A plethora of reasons can cause energy market volatility; however, here are the top issues currently affecting the oil markets.
Sanctions against Iran have caused a lot of uncertainty with oil investors, and the possibility of a supply disruption puts even more fear into the equation.
Iran threatened to shut down the Straits of Hormuz, through which roughly 33 percent of the world’s oil passes. Fortunately, Iran has entered into constructive multilateral discussions over its nuclear program which will continue this month.
Political instability is the overarching problem when dealing with Middle Eastern suppliers.
The Seaway pipeline, a 500-mile pipeline carrying crude oil from Freeport, Texas, to Cushing, Okla., will come online May 17. Cushing is the pricing point (benchmark) for oil traded on the NYMEX.
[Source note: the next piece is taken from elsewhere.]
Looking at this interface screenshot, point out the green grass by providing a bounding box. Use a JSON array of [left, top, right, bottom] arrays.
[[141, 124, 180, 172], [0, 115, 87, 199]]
This pipeline will help ease the bottleneck of oil caused by the lack of transportation between the middle part of the U.S. and the Gulf Coast. This excess of oil is partially responsible for oil prices being so cheap compared to international prices.
Once the owners announced the pipeline, early West Texas Intermediate (WTI) prices increased. The price difference or “spread” between WTI and European Brent oil narrowed.
Moreover, the relationship or “spread” between WTI vs. gasoline and WTI vs. diesel has narrowed. The markets already have the perception that inventories will be reduced, and as a result, we have witnessed increased oil prices.
Once we start seeing actual results, oil could go higher, but for now we will have to wait to see how much inventories will be affected.
The European debt crisis has been taunting us for more than two years. Spain is now taking Greece’s place in the headlines and threatens to re-ignite the crisis. Interest rates on Spanish debt are now above 6 percent, which most market analysts feel is unsustainable.
However, investors were eager to scoop up Spanish debt in April. So far, Spain is on track to correct the problem, but another debt crisis could send shockwaves through the financial and energy markets. The energy markets see any kind of crisis as bearish because fuel demand is in question when these types of issues arise.
The media grabbed everyone’s attention earlier this spring with $5 gasoline headlines, which seems unlikely (except for metropolitan areas).
Typically we peak out in early May when the driving season kicks off. Let’s see if typical seasonal patterns hold true again!